Mortgage insurance is not life insurance. It benefits the mortgage company and decreases in value as your mortgage payments go down. The beneficiary of the policy is the mortgage company so your spouse or children do not have the advantage to use the death benefit.
This type of insurance can only be used for your mortgage and the payment is added to your home loan. If your mortgage payment is high, mortgage life insurance is added to your payment.
By having a separate policy, and naming your beneficiary (someone other than the mortgage company), you also remove the policy from your estate for Estate Tax purposes. This can save tens (or hundreds) of thousands of dollars in Estate Tax liability.
Most industry specialists suggest insurance that will pay for a variety of expenses and that is a traditional life insurance policy. Many who buy mortgage insurance are pushed by their banks and feel like they can’t get anything else because of age, weight and or health issues. Life insurance is not impossible if you are older and have health conditions. A guaranteed life policy, for example, for those who are ill is the best option because it does not require a medical exam and very few health questions are asked. It can then cover your mortgage and other bills.

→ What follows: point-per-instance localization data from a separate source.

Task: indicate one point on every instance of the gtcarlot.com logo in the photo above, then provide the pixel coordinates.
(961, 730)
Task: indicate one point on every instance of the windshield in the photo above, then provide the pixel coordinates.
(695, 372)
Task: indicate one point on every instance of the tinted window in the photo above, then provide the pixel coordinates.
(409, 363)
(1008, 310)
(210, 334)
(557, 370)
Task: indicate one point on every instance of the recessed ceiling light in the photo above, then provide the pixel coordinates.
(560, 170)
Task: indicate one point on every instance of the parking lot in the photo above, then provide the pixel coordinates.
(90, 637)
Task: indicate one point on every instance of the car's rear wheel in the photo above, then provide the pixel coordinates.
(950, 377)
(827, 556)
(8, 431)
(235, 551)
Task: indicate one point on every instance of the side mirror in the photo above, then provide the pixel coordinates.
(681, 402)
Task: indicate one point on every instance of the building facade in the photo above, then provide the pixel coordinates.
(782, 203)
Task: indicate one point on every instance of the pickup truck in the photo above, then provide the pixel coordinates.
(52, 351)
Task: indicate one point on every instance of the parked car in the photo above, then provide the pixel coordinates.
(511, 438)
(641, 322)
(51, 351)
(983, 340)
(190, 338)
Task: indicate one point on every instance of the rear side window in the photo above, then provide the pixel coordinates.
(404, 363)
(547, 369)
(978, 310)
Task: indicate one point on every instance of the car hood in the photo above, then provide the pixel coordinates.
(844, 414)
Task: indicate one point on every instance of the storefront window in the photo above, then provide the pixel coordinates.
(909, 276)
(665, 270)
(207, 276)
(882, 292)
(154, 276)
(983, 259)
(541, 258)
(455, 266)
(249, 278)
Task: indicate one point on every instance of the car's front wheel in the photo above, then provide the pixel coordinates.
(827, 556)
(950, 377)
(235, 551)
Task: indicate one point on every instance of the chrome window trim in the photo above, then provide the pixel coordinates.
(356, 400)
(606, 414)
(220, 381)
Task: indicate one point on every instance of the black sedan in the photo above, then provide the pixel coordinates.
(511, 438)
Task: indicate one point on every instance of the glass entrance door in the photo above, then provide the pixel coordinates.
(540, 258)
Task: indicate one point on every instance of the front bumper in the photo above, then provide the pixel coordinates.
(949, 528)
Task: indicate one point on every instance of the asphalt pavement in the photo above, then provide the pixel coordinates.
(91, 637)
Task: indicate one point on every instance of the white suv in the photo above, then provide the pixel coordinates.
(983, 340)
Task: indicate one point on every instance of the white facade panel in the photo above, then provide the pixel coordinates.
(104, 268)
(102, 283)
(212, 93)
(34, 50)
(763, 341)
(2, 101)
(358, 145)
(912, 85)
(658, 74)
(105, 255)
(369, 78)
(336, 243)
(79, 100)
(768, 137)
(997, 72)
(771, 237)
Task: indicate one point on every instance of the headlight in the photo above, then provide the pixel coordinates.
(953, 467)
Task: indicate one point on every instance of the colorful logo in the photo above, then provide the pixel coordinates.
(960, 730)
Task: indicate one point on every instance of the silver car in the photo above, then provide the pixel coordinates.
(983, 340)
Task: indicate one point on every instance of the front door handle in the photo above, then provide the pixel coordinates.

The following are the basic health questions for a guaranteed life:
- Are you terminally ill?
- Do you reside in a long-term care facility?
- Do you have AIDS or HIV
Guaranteed issue life insurance may be more expensive than a term policy, so if you are in good health, a term life insurance is affordable to extend beyond just your mortgage payment and will cover additional expenses so you are getting a better deal for your policy. A guaranteed issue policy or term life insurance policy is a much better way to handle your expenses after you are gone. A trusted life insurance agent can help you decide what is the best for your situation.